Stress and Your Oral Health

April 8, 2020

It’s safe to say we are all experiencing a good deal of stress right now. With everything going on in the world, brushing and flossing is probably the last thing on your mind. But did you know that your body’s physical response to stress actually puts you at greater risk for oral health problems?

Not only that but keeping up on self-care — including oral health habits — is a powerful tool for managing stress in the first place. When it comes to your teeth and your stress, it’s a two-way street. Here is how stress affects your oral health, and what you can do to improve it.

How Your Mouth Responds to Stress


When we humans sense danger, our bodies respond by unleashing a surge of hormones. Fight or flight. This is necessary in the short term; it helps you act quickly and protect yourself. But when the stressors don’t go away, your body can get stuck in fight-or-flight mode. Long term, this leads to a whole host of unintended consequences — including some consequences in your mouth.

Increased risk of gum disease: During high stress, you produce more of the hormone cortisol. This helps turn off bodily processes not directly related to survival. But it also lowers your ability to fight off infection, including infection in your gums.

Canker sores: Stress also increases your chances of developing canker sores. These aren’t harmful, but a canker sore is a good sign that it’s time to practice some self-care.

Bruxism (tooth grinding): When your body enters fight-or-flight, it sends a message to your muscles: tense up and prepare to fight or flee. Many people clench their jaws or grind their teeth in response. This pressure on your teeth increases your risk of fractures or chips.

Reducing Stress — For the Sake of Your Mouth


You deserve a little TLC right now — for the sake of your body, your mouth, and your overall health. Try these techniques for managing stress and keeping your body in balance.
Get your beauty rest: Aim for eight hours of sleep each night. Studies show a lack of sleep increases stress. On the other hand, a good night’s sleep goes a long way toward feeling balanced.

Smile: Simple, right? Smiling releases endorphins, which lower stress. Endorphins also naturally reduce cortisol, the pesky hormone that increases your risk of gum disease.
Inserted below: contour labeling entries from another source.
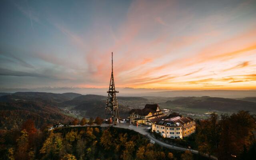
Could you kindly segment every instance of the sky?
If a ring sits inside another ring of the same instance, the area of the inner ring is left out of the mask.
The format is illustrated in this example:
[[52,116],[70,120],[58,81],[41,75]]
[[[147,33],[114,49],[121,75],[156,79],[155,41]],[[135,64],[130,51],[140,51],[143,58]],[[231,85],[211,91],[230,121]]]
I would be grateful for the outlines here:
[[0,87],[256,89],[256,0],[1,0]]

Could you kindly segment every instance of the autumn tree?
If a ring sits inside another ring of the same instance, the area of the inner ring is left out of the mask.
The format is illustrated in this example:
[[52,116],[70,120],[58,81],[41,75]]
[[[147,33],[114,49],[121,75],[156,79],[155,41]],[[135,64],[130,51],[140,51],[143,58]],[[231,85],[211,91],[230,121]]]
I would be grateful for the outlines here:
[[90,120],[89,120],[89,124],[90,124],[90,126],[92,126],[93,124],[94,121],[94,120],[93,119],[93,118],[92,117],[90,118]]
[[14,158],[14,150],[13,149],[13,148],[12,147],[11,147],[8,149],[7,157],[8,158],[8,160],[15,160],[15,158]]
[[181,154],[180,158],[182,160],[193,160],[193,154],[190,151],[186,150]]
[[135,145],[134,142],[131,140],[125,143],[125,150],[121,156],[124,160],[131,160],[134,159],[132,152],[134,150]]
[[75,119],[73,121],[73,124],[75,126],[77,124],[78,122],[79,122],[79,121],[77,118],[75,118]]
[[21,136],[16,140],[17,149],[16,159],[18,160],[28,159],[28,134],[25,130],[21,132]]
[[40,153],[45,159],[58,159],[59,153],[63,148],[62,138],[60,133],[54,133],[51,131],[43,144]]
[[82,126],[84,126],[86,124],[86,119],[84,117],[81,120],[80,125]]
[[137,160],[144,160],[145,158],[145,147],[144,146],[139,148],[136,152],[136,159]]
[[36,133],[37,129],[35,128],[35,124],[32,120],[28,120],[24,122],[21,127],[21,130],[26,130],[29,135]]
[[75,156],[73,154],[66,154],[61,158],[61,160],[76,160],[76,158]]
[[95,119],[95,123],[96,123],[97,125],[100,126],[100,124],[102,123],[102,118],[98,116]]
[[110,150],[113,145],[113,136],[109,130],[105,130],[100,138],[100,143],[105,150]]
[[168,159],[169,160],[173,160],[174,157],[173,156],[173,154],[172,152],[168,153],[168,154],[167,155],[167,157]]

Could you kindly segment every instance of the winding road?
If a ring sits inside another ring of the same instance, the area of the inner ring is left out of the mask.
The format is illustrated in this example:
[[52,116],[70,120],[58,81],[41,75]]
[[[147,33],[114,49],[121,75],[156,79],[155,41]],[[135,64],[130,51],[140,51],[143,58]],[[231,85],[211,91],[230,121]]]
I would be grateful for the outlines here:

Get a move on it: Exercise helps keep your body in balance and your stress in check. If possible, block out 30 minutes for activity each day.

Maintain Your Brush-and-Floss Routine


Keeping up on your oral hygiene helps protect your teeth during times of stress. But the simple routine of brushing and flossing helps with stress reduction, too. Research shows poor oral health leads to increased anxiety and low self-esteem. Maintaining this routine — and some sense of normalcy— is especially important right now. Although there are many things you can’t control, you can control your oral hygiene. And sometimes, it is the little things that make all the difference.